Finding an exercise that can be done just as well in the gym as it can be done at home is not easy. Whether it is due to the equipment not being the same quality, the space being to small or just the not vibe in the room, working out at home can be difficult. I happened to come across a great article from BodyBuilding.com (link will be posted at the bottom) about push ups. Was shocked to see an article about something so basic that I was forced to do in gym class back in elementary school but figured it worth the read.
The article titled “How (And Why!) To Do Push Ups” shows the benefits of doing the body weight exercise and explains how it helps to benefit the muscles that are not being used during the bench press. To me the part that hit home was when they talked about scapula movement and the benefits in mobility and strength to the area around it. After having two shoulder operations in the past, my shoulders feel fine and are strong but I get a pain behind the shoulder blade which I can seem to sooth.

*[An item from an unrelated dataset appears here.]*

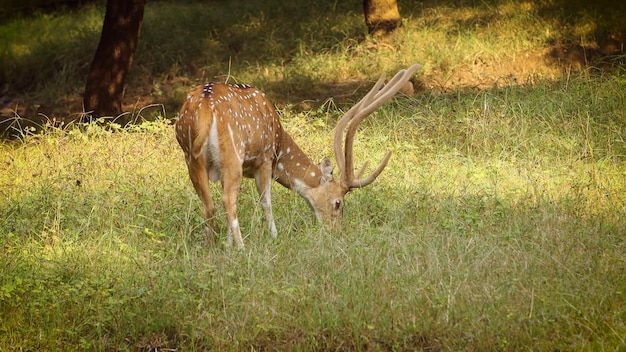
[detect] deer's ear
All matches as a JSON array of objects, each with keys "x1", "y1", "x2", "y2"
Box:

Push ups may not sooth the pain but they at least stimulate the muscle in the shoulder where the pain and discomfort is more tolerable.
Other variations of push up which are not mentioned but also help to make push ups more of an all around upper body exercise is to add an incline or a decline. This works out different muscles in the chest as well as the arms and shoulders and allows for different types of mobility.
In order to do either the incline or decline push up, a weight bench or another solid object that is 3 feet wide and 1 to 1.5 feet high is required.
For the incline push up place your hands at the comfortable place on top of the bench with your feet on the ground and allow yourself to slowly lower your chest to the bench and than squeeze your chest when your press to raise yourself from the bench.
The decline is similar yet the opposite. The main difference is now your feet are on the bench and your hands are on the floor and you want to bring your chest as low to the floor as possible before squeezing your chest together and pushing back up.
I did 3 sets of 15 reps of each type of push up which comes out to 135 total. The fun thing about this is I can always add more reps or more sets as needed but that I can do this exercise at home and still feel as if I had a complete chest workout.